Parabola Readers Forum - Summer 2001

Visions, enlightenment, awakening, seeing the light--in many traditions, the spiritual path is described with images of light. How has light, be it inner or outer, broken through the clouds to brighten your own journey?

 

 I was reading in Parabola about how God said, "Let there be light." And he/she created the earth etc… and then afterwards, after light came the sun and the moon and the stars. So what was the "light" if not the stars seemed to be the question that the wise people were debating. Questions such as: Why was that word in the Bible written? Who wrote that word? Why that word? Anyway, it was written and needs understanding. Nothing in my mind happens by accident. It is all connected.

I had an intense dream last night about being back with my girlfriend Debbie, who died of kidney disease in her late thirties. In the dream she was in her later stage of illness. And Betsy, her mother who died of lung disease years before was tending to us like we were the children she knew. Betsy took care of the house and I took care of Debbie. It was so good to see them both and spend some time with their spirits. Debbie was just as mischievous as ever. Demanding and generous at the same time. Her mother desperate to get her house in order. And me, enjoying the truth and honesty of being in their company. But… it was just a dream. Or was it?

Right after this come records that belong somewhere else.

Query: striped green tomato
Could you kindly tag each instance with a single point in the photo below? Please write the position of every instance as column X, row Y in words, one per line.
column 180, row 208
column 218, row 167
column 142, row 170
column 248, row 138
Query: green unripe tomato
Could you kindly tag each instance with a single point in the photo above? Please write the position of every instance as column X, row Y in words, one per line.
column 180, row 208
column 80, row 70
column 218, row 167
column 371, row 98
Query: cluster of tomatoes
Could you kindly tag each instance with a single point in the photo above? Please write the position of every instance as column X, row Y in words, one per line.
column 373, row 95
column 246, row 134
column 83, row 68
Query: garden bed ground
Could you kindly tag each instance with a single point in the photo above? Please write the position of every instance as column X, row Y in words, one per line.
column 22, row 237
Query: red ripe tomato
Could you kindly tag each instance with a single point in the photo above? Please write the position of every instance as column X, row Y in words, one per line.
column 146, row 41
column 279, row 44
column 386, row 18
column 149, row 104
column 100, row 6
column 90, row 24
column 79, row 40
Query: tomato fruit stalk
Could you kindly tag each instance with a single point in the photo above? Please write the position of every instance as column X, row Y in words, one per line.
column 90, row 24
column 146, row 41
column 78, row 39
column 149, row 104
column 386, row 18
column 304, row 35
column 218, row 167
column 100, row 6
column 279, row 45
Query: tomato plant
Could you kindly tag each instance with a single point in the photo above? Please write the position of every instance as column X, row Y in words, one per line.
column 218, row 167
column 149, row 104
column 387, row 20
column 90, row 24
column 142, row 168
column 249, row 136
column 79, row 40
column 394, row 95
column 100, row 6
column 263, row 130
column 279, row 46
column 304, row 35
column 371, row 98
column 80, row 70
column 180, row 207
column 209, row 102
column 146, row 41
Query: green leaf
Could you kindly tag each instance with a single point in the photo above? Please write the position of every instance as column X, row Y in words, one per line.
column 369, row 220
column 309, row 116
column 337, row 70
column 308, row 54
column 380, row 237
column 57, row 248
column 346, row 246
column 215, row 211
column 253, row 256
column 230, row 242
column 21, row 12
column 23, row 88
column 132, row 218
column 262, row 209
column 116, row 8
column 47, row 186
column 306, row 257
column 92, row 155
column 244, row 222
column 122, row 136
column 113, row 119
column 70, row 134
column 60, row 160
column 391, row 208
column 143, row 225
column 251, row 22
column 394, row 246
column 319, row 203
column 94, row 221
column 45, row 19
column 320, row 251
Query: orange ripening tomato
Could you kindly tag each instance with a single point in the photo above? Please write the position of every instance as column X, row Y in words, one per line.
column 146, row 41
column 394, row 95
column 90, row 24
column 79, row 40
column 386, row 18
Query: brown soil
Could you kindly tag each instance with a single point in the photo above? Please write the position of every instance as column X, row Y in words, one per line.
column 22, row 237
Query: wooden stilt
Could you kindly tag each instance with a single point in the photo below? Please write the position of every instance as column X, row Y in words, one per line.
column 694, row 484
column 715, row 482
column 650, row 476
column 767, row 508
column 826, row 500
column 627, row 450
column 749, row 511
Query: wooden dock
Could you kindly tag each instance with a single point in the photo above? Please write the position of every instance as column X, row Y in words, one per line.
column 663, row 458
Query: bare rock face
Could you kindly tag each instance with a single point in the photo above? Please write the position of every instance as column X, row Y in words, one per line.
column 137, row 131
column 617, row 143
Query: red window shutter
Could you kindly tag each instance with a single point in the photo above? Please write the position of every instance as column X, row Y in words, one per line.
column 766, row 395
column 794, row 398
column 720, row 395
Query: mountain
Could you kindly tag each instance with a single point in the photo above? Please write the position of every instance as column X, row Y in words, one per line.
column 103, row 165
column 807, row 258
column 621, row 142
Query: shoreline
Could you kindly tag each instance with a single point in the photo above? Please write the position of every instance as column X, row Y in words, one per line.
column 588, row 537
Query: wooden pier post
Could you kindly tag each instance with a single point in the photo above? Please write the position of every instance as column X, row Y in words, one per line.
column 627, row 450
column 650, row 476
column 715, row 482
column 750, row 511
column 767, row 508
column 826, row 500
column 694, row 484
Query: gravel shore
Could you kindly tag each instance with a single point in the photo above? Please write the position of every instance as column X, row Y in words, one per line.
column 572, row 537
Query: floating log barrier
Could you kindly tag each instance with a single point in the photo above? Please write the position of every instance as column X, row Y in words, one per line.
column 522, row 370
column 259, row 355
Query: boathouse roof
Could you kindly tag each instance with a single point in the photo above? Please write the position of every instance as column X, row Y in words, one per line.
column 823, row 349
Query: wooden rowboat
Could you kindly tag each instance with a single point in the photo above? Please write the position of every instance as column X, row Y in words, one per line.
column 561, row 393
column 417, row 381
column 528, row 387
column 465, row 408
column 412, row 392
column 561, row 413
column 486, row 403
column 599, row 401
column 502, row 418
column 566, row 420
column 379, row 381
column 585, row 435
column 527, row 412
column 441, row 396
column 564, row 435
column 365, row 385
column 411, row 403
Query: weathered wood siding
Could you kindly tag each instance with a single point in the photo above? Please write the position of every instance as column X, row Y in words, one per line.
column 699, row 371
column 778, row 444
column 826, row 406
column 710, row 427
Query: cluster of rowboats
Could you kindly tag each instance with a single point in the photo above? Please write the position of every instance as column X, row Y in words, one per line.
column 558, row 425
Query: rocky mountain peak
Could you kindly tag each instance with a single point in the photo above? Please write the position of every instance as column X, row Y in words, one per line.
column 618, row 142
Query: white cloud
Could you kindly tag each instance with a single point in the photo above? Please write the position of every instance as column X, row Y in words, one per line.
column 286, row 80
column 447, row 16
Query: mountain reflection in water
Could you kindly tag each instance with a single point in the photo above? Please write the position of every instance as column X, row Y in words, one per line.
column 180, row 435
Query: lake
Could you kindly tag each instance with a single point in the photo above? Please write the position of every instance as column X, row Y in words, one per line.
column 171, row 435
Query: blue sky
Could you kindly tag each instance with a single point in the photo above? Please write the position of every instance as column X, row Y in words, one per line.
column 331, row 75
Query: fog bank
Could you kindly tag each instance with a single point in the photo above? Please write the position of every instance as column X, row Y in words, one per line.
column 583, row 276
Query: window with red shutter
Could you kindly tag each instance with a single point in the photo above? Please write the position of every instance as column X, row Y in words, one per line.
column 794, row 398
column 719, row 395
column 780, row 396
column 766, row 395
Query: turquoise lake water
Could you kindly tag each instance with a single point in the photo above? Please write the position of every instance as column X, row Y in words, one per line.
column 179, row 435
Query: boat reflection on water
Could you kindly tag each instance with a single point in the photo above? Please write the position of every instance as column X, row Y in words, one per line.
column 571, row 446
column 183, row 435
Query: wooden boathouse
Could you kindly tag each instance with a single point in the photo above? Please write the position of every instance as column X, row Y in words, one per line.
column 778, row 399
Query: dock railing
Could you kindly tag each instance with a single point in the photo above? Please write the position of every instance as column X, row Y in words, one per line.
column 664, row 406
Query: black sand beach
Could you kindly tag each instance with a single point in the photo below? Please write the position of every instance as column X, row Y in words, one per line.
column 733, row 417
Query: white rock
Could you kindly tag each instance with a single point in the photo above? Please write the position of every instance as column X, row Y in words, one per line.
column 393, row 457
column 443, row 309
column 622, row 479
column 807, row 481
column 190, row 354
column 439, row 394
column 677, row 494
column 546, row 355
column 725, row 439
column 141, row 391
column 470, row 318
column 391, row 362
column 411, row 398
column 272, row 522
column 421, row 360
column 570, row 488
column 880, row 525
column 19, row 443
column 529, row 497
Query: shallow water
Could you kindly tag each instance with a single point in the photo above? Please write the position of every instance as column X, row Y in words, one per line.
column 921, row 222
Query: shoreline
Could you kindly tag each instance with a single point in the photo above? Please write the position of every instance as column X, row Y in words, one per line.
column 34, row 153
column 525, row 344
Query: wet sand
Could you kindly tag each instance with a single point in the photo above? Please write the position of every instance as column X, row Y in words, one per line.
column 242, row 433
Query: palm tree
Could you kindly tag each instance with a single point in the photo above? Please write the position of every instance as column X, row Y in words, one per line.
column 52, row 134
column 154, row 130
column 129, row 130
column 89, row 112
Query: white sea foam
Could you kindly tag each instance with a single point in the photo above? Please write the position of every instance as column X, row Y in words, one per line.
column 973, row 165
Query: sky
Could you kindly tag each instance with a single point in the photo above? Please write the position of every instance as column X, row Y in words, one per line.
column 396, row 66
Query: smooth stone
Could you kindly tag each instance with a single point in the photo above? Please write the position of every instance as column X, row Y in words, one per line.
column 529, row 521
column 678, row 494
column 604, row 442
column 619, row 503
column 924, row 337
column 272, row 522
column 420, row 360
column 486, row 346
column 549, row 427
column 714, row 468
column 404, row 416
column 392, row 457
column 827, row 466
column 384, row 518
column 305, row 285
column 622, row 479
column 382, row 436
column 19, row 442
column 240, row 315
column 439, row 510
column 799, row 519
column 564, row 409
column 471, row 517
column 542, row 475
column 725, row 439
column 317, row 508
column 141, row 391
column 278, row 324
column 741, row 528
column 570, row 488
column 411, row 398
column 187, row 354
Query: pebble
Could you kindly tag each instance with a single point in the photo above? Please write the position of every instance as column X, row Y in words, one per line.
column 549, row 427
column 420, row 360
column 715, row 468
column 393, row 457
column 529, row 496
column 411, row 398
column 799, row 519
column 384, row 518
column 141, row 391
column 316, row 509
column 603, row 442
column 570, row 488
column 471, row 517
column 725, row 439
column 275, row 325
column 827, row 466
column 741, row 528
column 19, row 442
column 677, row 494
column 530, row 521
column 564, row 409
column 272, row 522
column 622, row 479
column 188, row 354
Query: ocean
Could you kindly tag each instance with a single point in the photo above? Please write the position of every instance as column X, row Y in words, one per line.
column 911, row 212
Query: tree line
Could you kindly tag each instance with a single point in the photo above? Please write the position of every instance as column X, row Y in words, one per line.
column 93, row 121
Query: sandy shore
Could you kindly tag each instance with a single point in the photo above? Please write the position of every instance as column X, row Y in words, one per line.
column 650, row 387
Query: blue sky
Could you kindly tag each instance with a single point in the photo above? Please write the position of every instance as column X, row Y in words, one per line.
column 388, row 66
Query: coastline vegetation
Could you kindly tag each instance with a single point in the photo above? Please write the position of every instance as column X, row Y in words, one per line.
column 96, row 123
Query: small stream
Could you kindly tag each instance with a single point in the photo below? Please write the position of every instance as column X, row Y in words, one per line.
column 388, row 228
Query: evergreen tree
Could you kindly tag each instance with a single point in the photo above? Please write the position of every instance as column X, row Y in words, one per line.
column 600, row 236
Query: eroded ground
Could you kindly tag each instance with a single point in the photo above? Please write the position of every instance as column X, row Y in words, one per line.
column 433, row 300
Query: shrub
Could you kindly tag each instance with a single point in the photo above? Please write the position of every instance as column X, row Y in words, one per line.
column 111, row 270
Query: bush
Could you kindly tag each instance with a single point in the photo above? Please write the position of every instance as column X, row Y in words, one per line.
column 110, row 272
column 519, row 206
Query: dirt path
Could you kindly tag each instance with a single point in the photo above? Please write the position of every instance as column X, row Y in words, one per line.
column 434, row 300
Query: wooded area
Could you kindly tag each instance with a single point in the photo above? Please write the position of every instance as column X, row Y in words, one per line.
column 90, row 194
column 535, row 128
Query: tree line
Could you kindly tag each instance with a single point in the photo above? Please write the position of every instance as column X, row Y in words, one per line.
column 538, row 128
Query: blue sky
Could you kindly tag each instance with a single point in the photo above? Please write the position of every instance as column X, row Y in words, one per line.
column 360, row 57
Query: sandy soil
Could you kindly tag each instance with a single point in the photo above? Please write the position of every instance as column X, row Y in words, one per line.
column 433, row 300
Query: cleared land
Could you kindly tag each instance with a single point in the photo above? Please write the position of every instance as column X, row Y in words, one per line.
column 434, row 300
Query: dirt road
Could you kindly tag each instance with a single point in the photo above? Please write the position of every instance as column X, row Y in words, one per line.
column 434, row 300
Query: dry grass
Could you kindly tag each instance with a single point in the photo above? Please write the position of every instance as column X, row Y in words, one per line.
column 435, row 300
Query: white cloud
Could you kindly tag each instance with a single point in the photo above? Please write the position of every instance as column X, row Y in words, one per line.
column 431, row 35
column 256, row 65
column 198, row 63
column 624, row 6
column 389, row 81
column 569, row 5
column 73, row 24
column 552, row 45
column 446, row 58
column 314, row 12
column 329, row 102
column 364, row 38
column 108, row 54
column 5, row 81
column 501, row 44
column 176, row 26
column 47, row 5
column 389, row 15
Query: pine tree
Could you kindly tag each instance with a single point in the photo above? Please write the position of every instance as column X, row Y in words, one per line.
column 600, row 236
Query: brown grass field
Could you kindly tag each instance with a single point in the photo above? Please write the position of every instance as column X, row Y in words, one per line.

Those two people were the only ones in the world that I spoke to about what I wanted in my future. And now, they are living in a new form, still carrying my dreams around with them. And the fact that Debbie’s ring, which I wore everyday of my adult life until recently, has gone into hiding must mean something. Not a time to let go, but a time to go forward perhaps. And I see us all in that dream as the three women, the three sisters perhaps, the past, present, and the future all rolled into one.

Some may think I’m crazy with all this logic, but everything means something and today especially I know I, we, are all on a timer. What can be done today for our future comes from the choices of the past. Even the simple act of changing sheets, like Betsy was doing in my dream. That task is not just for the future sleep in the sheets, it’s about living and moving forward in the moment. A necessary task for us to be the "I am that I am."

That is the most important statement in my universe. And traditionally it is dealt with in such a large, unfathomable way. But no, it’s not. It’s the details of living that all tie together. The three sisters; younger future, middle present, older past. But those are just names we have attached to them to understand time. But who is to say the younger is not the past or the middle?

I am that I am is the moment. And the moment encompasses everything. An understanding of light and dark and the necessity of it all. And what is the light? Well, whatever it is… seems to have generated lots of words and complexities that we can’t seem to see the forest for the trees. So let me add my two cents. To me the light is so simple that it can be brought into one word. An idea. A simple idea. A light bulb over the head of a cartoon character. The character is not real, but the idea of the character is real. And imagine what that could mean, bringing life to a character, an idea to bring life forward and see what happens? And that’s as simple as it gets.
Is light God? Or is light beyond God? What created the idea? Nothing and everything. It is the natural force that drives the universe. Laws that are created from habit of movement. And the light is a bewegung, movement and emotion. Emotion and movement. And that is what creates an idea. A movement of time and being.

How can we begin to understand the creation of idea if it comes from so many forests that we’ll never see the tree of individuality? Well, this tree sees an idea as the three sisters all combined together. Weaving the same tapestry. The same blood, the same place. They are the idea of life, the "I am." And I am the "that I am." And the light is a simple light bulb over the head of a cartoon character as she does her laundry in someone else’s dream.